Reorganizar la noche, la clave para empezar a madrugar sin perder descanso
La recomendación de mantener horarios estables y preparar el ambiente nocturno busca preservar entre siete y ocho horas de sueño, según una revisión sobre ritmos circadianos y las guías de la clínica estadounidense y la Organización Mundial de la Salud
Levantarse más temprano no depende solo del despertador: requiere reorganizar también la noche para conservar las horas de sueño que el cuerpo necesita. Mantener horarios estables, exponerse a luz natural al despertar y preparar un ambiente adecuado para dormir son las recomendaciones centrales de Mayo Clinic, la clínica estadounidense de referencia, para quienes buscan ajustar su rutina matutina.
La constancia en los horarios de acostarse y levantarse, incluidos los días libres, ayuda a regular los períodos de sueño y vigilia.

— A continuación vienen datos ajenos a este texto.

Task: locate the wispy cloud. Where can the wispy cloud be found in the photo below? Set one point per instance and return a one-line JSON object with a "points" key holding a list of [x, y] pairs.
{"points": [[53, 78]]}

Una revisión científica sobre sueño y ritmos circadianos —es decir, los ciclos internos que regulan el descanso y la actividad a lo largo del día— sitúa el descanso insuficiente para la mayoría de las personas por debajo de las siete u ocho horas diarias, aunque las necesidades varían de manera individual.
Preparar la mañana antes de que llegue
El ajuste puede empezar la noche anterior. Dejar preparada la ropa, organizar el desayuno y planificar las tareas prioritarias permite reducir la cantidad de decisiones al momento de levantarse. También ayuda reservar un momento para una actividad sencilla, como leer o caminar, que dé un motivo concreto para abrir los ojos antes.
- Calcular la hora de acostarse para preservar entre siete y ocho horas de sueño.
- Avanzar el horario de manera gradual cuando la diferencia con el habitual sea grande.
- Abrir cortinas o buscar iluminación natural al levantarse para adelantar el reloj biológico.
- Reducir el uso de dispositivos electrónicos antes de dormir y procurar un dormitorio oscuro, silencioso y a temperatura agradable.
- Evitar siestas largas o cercanas al horario nocturno, así como comidas abundantes, cafeína, nicotina y alcohol cerca de la hora de acostarse.
- Mantener actividad física durante el día, sin necesidad de realizarla al levantarse.
- Sostener la regularidad también los fines de semana para evitar grandes diferencias con la semana laboral.
La luz como señal para el cuerpo
La exposición a la luz funciona como una señal para el reloj biológico interno. La misma revisión sobre ritmos circadianos describe que la luz matinal tiende a adelantar ese reloj, mientras que la luz del atardecer y de la noche puede retrasarlo. Por eso, incorporar iluminación natural a primera hora —abrir cortinas, salir a un espacio con luz— resulta una herramienta concreta para consolidar el nuevo horario.
La Organización Mundial de la Salud recomienda además reducir el uso de dispositivos electrónicos antes de acostarse y disponer de un dormitorio con oscuridad, tranquilidad y una temperatura agradable. La actividad física practicada durante la jornada puede favorecer la conciliación del sueño, aunque Mayo Clinic advierte de evitar las comidas abundantes, la cafeína, la nicotina y el alcohol en las horas cercanas a la noche.
“Si las dificultades para descansar persisten pese a sostener hábitos regulares —despertares frecuentes o una somnolencia diurna intensa—, conviene consultar a un profesional de la salud para descartar trastornos del sueño y recibir orientación personalizada.”Mayo Clinic
En la Argentina, quienes necesiten orientación pueden comunicarse con la línea Salud Responde del Ministerio de Salud de la Nación, disponible en todo el país, o concurrir a un centro de salud para una evaluación clínica. También es posible consultar con especialistas en medicina del sueño, matriculados en las sociedades científicas de cada jurisdicción.